PI.FYI does not look or feel very much like a modern social network, borrowing the retro-internet aesthetic of the newsletter. Beyond text and static images, there isn’t any media. There are no ads. Users can choose the background color of their profiles. There is a prominent, charmingly retro directory of everyone using the site.

Really, it’s just a big prompt to enter “What Have You Been Into?” and then a long scroll of recommendations. (Users can also ask for specific recommendations.) These range from “The Curse,” the popular new Nathan Fielder show (praised by one user for calling out “the repulsive aesthetics and politics” of generic hipsterdom that are “legit ruining this country”) to “beautiful women” (“enjoyable for all,” per another user) to the color brown. Many of the recommendations are funny. A few are poetic. (“I love the metallic smell of the fountains, and estimating the amount of change thrown there,” reads one recommendation for malls.)

Mr. Bainbridge’s elevator pitch for PI.FYI is “Letterboxd meets Myspace” — the film-review site where amateur film buffs do their best Pauline Kael impressions, and the aughts social network that functioned, among other things, as a way to find new music in the days before Spotify Discover.

Perfectly Imperfect gazes back nostalgically to an era when corporate algorithms didn’t control cultural discovery, and websites like The Strategist hadn’t streamlined product recommendations. If the modern internet has democratized access to culture and commerce, it has also, some critics say, devalued qualities like discernment and idiosyncrasy in taste.
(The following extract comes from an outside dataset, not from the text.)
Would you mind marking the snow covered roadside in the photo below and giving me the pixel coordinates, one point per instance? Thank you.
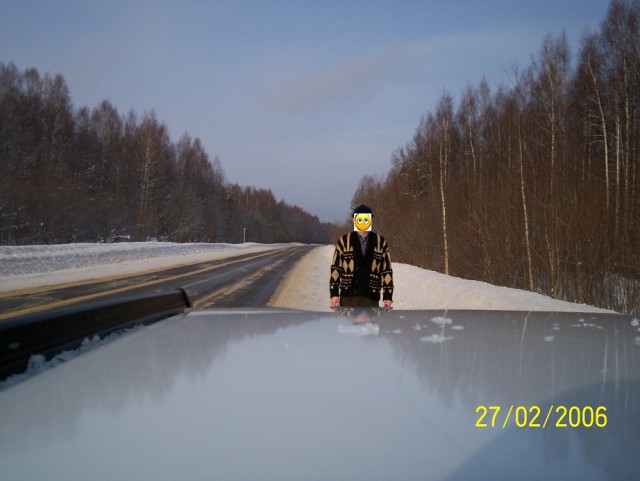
(307, 288)
(27, 267)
“This is the internet as a medium coming full circle,” said Zizi Papacharissi, a professor of communications at the University of Illinois Chicago and the editor of the academic journal Social Media & Society. “It was built around small communities structured around niche markets and niche tastes.”

In this context, PI.FYI is an attempt to build a social network that rediscovers the internet’s early promise of connection, without the creeping sense of homogeneity that has resulted from years of algorithm-driven growth.
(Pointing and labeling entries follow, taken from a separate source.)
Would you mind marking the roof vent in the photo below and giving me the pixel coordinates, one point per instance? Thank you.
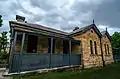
(76, 28)
(20, 18)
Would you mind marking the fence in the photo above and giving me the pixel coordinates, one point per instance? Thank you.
(43, 61)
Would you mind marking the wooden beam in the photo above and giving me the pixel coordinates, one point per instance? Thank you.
(69, 52)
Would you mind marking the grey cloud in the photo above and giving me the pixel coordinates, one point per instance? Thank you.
(43, 4)
(108, 13)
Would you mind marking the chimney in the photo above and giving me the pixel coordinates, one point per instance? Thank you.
(20, 18)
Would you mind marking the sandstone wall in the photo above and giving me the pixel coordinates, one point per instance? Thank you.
(107, 57)
(88, 59)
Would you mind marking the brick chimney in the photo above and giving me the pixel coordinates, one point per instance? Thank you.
(20, 18)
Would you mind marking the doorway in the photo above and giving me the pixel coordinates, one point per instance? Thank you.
(32, 44)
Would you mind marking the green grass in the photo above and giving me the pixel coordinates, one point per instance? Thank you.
(109, 72)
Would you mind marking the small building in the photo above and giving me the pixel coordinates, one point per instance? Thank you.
(36, 46)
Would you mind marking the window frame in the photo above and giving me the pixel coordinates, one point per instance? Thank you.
(91, 47)
(95, 47)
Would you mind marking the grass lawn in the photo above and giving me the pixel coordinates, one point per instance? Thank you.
(109, 72)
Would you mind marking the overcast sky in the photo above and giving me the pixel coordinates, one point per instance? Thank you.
(64, 14)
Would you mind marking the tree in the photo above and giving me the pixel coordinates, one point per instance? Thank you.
(116, 43)
(1, 21)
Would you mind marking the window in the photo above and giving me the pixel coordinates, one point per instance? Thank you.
(91, 47)
(108, 49)
(105, 49)
(95, 47)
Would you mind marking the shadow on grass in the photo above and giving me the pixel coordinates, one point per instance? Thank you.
(109, 72)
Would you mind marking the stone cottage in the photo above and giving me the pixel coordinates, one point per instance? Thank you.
(49, 47)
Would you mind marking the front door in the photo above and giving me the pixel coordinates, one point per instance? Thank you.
(32, 44)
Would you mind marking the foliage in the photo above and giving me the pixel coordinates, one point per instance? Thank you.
(108, 72)
(116, 43)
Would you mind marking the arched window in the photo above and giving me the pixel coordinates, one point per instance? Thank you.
(105, 49)
(91, 47)
(95, 47)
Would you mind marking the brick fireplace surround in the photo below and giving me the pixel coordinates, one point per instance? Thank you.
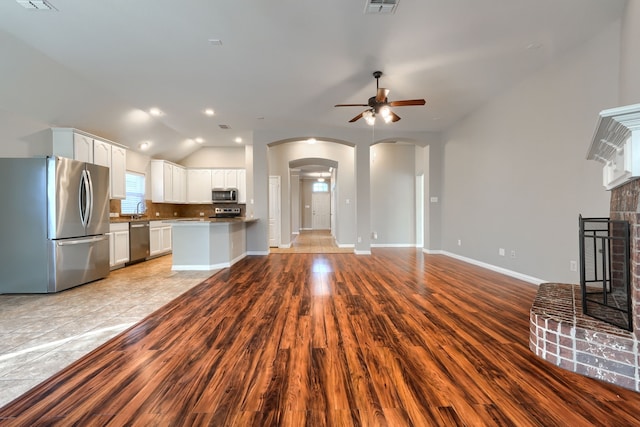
(562, 335)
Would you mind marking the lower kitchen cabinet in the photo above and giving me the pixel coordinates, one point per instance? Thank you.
(118, 244)
(159, 238)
“The other platforms have become much too commercialized,” Professor Papacharissi said. “The more commercial they feel, the more they lose their authenticity. They have no sense of place or connection.”

In an interview at a Brooklyn bar near his home, Mr. Bainbridge said that his newsletter had made a small amount of money from subscriptions, but that he was funding PI.FYI with savings. The social network doesn’t have affiliate links or sponsored content; it’s not monetized at all, he said, beyond some special features reserved for paid subscribers to the newsletter.
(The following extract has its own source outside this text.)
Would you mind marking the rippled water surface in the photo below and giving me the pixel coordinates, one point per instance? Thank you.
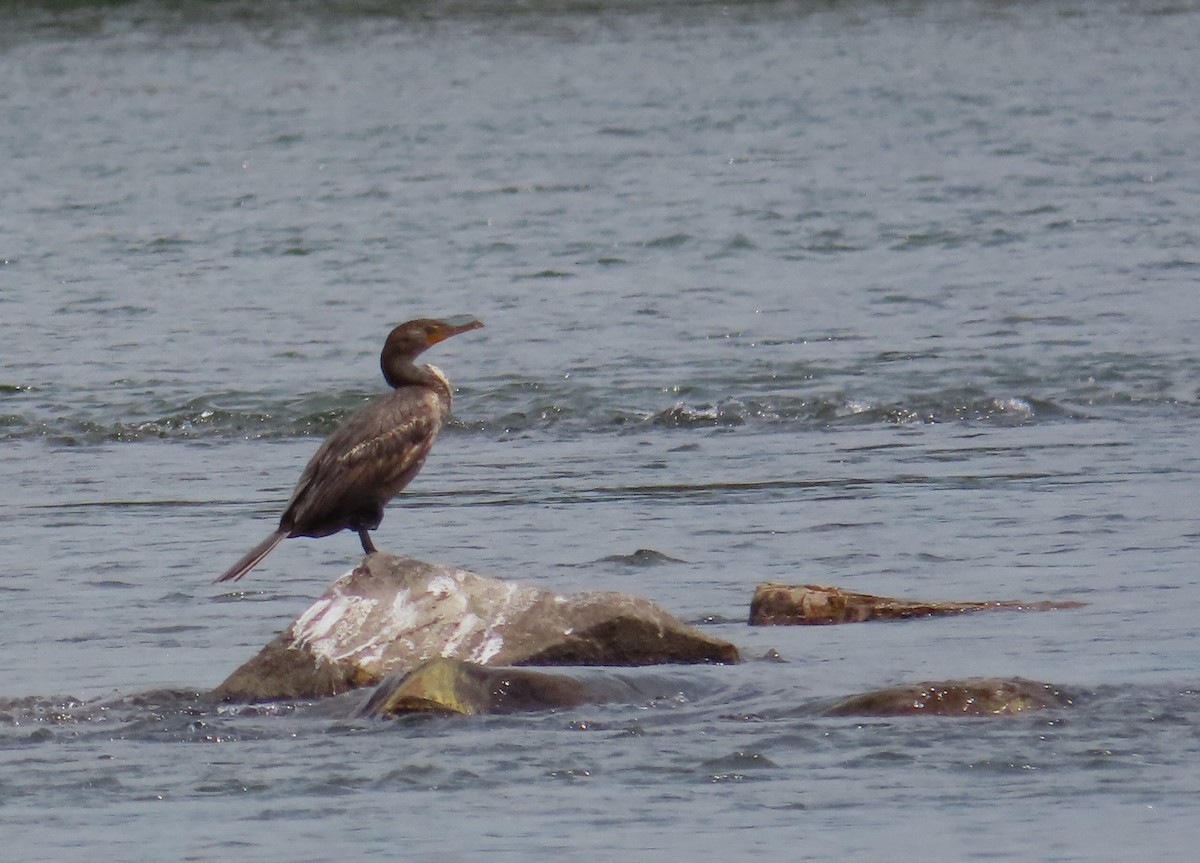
(900, 297)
“It makes the recommendations come across as more authentic,” Mr. Bainbridge said. “Hopefully, Perfectly Imperfect feels like there is a soul or a sensibility behind it.”

In this skepticism of scale for scale’s sake and money for money’s sake, Mr. Bainbridge — who is also a D.J. — may have rediscovered an ancient but proud ethos, thought to be lost to time.

“Maybe it’s some fear of selling out,” he said.